Adapun Irianto Lambrie berobsesi membuka keterisolasian di perbatasan dengan membangun infrastruktur dan akses komunikasi. Untuk pemanfaatan potensi alam, ia akan mewujudkan pembangkit listrik tenaga air dengan harapan investasi di industri manufaktur bisa masuk dan ekonomi Kaltara tak lagi bergantung pada pertambangan.
”Saya juga mengusulkan alih fungsi kawasan hutan sebesar 7,5 persen menjadi areal penggunaan lain. Tujuannya, untuk pertanian sebagai pendukung ketahanan pangan, perikanan, pertambakan, permukiman, pertahanan dan keamanan, serta investasi seperti PLTA sehingga akan berdampak positif pada ekonomi,” ujar Irianto.
Baca juga : Jalur Tak Resmi di Perbatasan Sulitkan Pemantauan Covid-19
Sementara Zainal Arifin berpandangan, sebagai etalase negeri, warga di perbatasan harus bisa menikmati akses yang baik sehingga tidak silau dengan negara tetangga. Gagasan lain yang diusungnya ialah mempertahankan hutan Kaltara sebagai pusat konservasi dan penelitian. Pengelolaan lahan yang akan dioptimalkan sebagai sumber perekonomian baru.

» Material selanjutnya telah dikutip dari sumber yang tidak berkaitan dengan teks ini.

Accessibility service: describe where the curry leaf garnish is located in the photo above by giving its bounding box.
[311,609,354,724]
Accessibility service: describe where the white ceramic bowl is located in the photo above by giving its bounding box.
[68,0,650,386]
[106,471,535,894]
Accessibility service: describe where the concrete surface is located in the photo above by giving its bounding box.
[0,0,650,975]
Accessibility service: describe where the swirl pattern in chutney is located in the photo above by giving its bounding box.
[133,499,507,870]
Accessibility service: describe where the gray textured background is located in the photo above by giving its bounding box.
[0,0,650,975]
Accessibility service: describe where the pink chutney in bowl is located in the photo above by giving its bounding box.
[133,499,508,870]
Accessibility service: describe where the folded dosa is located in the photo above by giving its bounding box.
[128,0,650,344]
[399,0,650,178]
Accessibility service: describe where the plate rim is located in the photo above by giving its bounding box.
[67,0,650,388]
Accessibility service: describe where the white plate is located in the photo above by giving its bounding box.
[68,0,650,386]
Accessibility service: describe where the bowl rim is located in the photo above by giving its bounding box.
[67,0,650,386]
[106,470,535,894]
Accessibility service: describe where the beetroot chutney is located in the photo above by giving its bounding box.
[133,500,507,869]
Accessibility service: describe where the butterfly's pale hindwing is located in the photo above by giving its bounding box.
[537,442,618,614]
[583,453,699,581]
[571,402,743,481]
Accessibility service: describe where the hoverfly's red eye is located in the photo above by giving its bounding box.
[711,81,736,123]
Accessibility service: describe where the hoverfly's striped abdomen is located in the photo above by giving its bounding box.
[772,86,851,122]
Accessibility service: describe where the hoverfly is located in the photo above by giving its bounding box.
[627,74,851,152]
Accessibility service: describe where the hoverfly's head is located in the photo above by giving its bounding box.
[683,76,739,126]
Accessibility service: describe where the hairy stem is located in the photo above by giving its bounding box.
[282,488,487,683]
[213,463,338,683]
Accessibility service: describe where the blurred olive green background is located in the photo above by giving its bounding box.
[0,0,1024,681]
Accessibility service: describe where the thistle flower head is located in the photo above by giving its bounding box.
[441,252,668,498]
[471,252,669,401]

”Sektor perikanan dan pertanian masih perlu dikembangkan. Lahan yang menganggur perlu diberdayakan. Sementara untuk perikanan masih perlu tambahan gudang pendingin untuk menampung hasil tambak. Bisa menarik investor, tetapi untuk tujuan agar warga semakin berdaya,” ucap Zainal.
Provinsi baru seperti Kaltara ibarat pemuda yang tengah meniti arah kehidupan. Realisasi gagasan dan janji kandidat merupakan kemewahan bagi warga yang akan hidup lebih lama di etalase negeri dan jantung Borneo dibandingkan dengan masa kepemimpinan kepala daerah.